In 1923, the economy of Germany had deteriorated drastically. Since Germany was unable to repay its war debts, France sent troops to occupy the industrial Ruhr valley. President Harding appointed Dawes to head a commission to study and solve the German financial problem. The "Dawes Plan" offered ways to stabilize the German currency, balance its budget, and reorganize its Reichbank, but the plan postponed action on the most difficult issue of delaying and reducing the German war reparations. Nevertheless, the "Dawes Plan" was recognized as a significant enough contribution to world peace to win Dawes the 1925 Nobel Peace Prize, which he shared with his British counterpart, Sir Austen Chamberlain. Dawes donated his share of the prize money to the Walter Hines Page School of International Relations at Johns Hopkins University.

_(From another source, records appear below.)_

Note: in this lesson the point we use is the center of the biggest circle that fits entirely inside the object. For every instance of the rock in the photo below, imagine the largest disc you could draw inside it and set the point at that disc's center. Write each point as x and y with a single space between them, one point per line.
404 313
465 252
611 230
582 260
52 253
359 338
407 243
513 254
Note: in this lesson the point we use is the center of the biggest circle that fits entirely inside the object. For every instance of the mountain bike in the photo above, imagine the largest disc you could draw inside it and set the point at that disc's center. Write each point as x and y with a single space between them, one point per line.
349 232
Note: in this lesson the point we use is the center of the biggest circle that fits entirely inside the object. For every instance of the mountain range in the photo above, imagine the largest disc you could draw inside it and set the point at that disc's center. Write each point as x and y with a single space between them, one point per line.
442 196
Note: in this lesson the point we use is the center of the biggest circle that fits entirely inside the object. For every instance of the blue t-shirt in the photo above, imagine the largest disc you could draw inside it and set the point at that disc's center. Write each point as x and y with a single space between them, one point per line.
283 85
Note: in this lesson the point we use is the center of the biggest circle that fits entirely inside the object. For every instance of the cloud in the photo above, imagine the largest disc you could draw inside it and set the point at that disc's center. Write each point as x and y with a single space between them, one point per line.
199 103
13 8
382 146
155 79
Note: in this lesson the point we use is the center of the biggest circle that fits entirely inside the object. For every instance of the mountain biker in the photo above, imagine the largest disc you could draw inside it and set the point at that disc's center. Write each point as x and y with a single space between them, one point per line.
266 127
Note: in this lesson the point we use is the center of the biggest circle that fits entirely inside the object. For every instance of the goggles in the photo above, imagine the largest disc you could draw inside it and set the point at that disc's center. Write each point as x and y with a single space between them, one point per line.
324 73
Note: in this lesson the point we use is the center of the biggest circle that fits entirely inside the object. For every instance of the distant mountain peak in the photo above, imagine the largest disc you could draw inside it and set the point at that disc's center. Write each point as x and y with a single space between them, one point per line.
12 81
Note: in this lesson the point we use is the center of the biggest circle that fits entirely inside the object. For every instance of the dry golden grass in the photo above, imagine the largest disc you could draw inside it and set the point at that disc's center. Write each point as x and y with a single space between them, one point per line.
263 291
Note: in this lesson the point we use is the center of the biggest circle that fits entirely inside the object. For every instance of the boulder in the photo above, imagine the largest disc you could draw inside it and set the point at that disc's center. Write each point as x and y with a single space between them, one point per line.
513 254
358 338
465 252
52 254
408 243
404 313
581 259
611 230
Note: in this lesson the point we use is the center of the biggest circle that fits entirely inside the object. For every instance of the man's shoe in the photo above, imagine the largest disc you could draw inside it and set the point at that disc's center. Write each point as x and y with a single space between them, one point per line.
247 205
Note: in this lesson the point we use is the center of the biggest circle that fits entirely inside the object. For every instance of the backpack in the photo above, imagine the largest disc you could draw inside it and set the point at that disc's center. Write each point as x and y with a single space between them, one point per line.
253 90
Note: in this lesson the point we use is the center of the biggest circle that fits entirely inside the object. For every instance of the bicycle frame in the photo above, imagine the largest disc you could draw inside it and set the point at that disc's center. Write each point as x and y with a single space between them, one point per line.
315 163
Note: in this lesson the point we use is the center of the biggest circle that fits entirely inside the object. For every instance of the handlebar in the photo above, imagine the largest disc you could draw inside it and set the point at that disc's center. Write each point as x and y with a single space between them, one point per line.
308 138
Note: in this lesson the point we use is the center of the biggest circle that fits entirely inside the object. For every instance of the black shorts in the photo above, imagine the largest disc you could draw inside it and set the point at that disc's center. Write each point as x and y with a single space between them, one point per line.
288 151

The Second Choice for the Second Spot
At the Republican convention in 1924, Calvin Coolidge was nominated without significant opposition, but the front-running candidate for vice president, Governor Lowden, had let it be known that he did not want the second spot on the ticket. Nor did the popular Idaho Senator William E. Borah want to be the number two man. A story at the time recorded that President Coolidge had offered Borah a place on the ticket. "For which position?" Borah had supposedly replied. On the second ballot, the delegates nominated Lowden, but he declined to run, as threatened. Republican National Chairman William Butler promoted Commerce Secretary Herbert Hoover, but Hoover remained too unpopular with the farm states for his price fixing as food commissioner during the war, and the delegates on the third ballot chose Charles G. Dawes for vice president. President Coolidge, who had already sent a congratulatory note to Frank Lowden, accepted Dawes as someone who would add strength to the campaign and who he expected would remain personally loyal to him.
When the unexpected news came over the radio, Dawes was back at his birthplace of Marietta, Ohio, delivering the commencement address to his alma mater. "There is one recollection I shall always treasure," he later wrote. "It is of the gathering of thousands of the people of the town, the next day, to hear me speak briefly from the front porch of the old family home; and the church bells of the town were rung in honor of the occasion. Some people may claim that the vice-presidency does not amount to much, but just then it seemed to me the greatest office in the world."
During the campaign, Coolidge maintained his stance of speaking infrequently and keeping his remarks as bland and inoffensive as possible. He left it to Dawes to attack the Democratic candidate, John W. Davis, and the Progressive candidate, Wisconsin Senator Robert M. La Follette. Dawes entertained his audiences with the type of "Hell'n Maria" speeches they expected, shaking his fist and denouncing La Follette—whose platform among other things advocated allowing Congress to overturn Supreme Court decisions—as a demagogue and dangerous radical "animated by the vicious purpose of undermining the constitutional foundation of the Republic." Dawes went so far as to suggest that La Follette was a Bolshevik, although La Follette had publicly rejected Communist support and had been attacked by them.
Coolidge and Dawes were overwhelmingly elected in 1924, winning more votes than the Democratic and Progressive candidates combined. "When Coolidge was elected President the world desired tranquility," Dawes noted in his journal, "—a reaction of its peoples from the excesses of war." But tranquility was not Charles Dawes' style.